Abstract: Sustainable energy storage and functionalized natural materials play essential roles in our everyday life. Using sustainable natural materials to develop multifunctional materials and advanced device for future technologies may reduce our dependence on petroleum and enable implantable device. Based on our research interests and expertise in manufacturing, materials from nature, energy storage, and paper electronics, our research goal is to explore sustainable energy storage and nature-enabled multifunctional materials. Meanwhile, we are interested in applying the well-developed and high-speed roll-to-roll paper manufacturing, coating, printing techniques to the emerging advanced manufacturing process.
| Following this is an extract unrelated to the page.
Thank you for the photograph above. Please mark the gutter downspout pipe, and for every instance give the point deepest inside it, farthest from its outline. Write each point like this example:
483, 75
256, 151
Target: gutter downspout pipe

In the first part of this talk, I will introduce multifunctional materials derived from Nature for flexible electronics, functional aerogel, liquid marble, magnetic strips etc. Nanocellulose are steadily gaining research and commercial interest due to its feature of lightweight, cost efficient, renewable, and biocompatible. Nanopaper made from cellulose nanofiber possesses interesting optical property, mechanical strength, and flexibility enabling many types of printing electronics that were not previously possible using regular paper or plastic substrates. Additionally, the transition from rigid glass to flexible paper substrates enables the creation of flexible, transparent devices that can be produced quickly using established roll-to-roll manufacturing methods.
The rapid growth of renewable energy sources such as wind and solar energy can supply a significant amount of electricity all over the world, but their inherent intermittency and fluctuating nature is one of the essential barriers to utilize this enormous amount of electricity available from renewable sources. This intermittent nature of renewable sources led to an emerging need for efficient, cost-effective, and sustainable grid storage technologies. Meanwhile, with the demanding of EVs, it is urgent to develop safe and high-performance energy storage. In the second part of this talk, I will introduce our works on flow batteries, all-solid-state batteries, and metallic lithium metal anode.
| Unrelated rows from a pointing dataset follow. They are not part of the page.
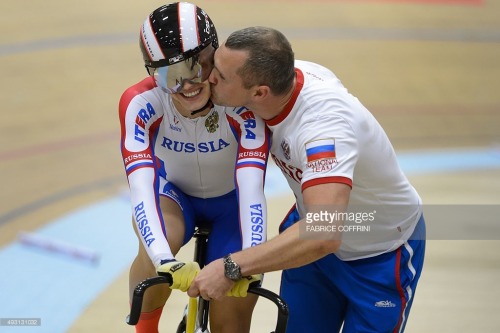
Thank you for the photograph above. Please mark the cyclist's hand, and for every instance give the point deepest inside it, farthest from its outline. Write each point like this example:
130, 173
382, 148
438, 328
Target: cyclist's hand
182, 273
241, 286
Bio Hongli (Julie) Zhu is currently an assistant professor at Northeastern University. Her group focuses on the research of electrochemical energy storage, biomass-derived multifunctional materials, and emerging advanced manufacturing technologies. From 2012-2015, She works in the University of Maryland as postdoc, focusing on the research of flexible nanopaper electronics and energy storage. From 2009 to 2011, She conducted research on materials science and processing of biodegradable and renewable biomaterials from natural wood in the KTH Royal Institute of Technology in Sweden. Her expertise is on the research of environmentally friendly natural materials and energy storage, design and application of novel transparent nanostructured paper for flexible electronics, and R2R manufacturing. In energy storage, her group in Northeastern University works intensively on flow batteries, all-solid-state batteries, and alkali metal ion batteries, such as Li+, Na+, K+ batteries.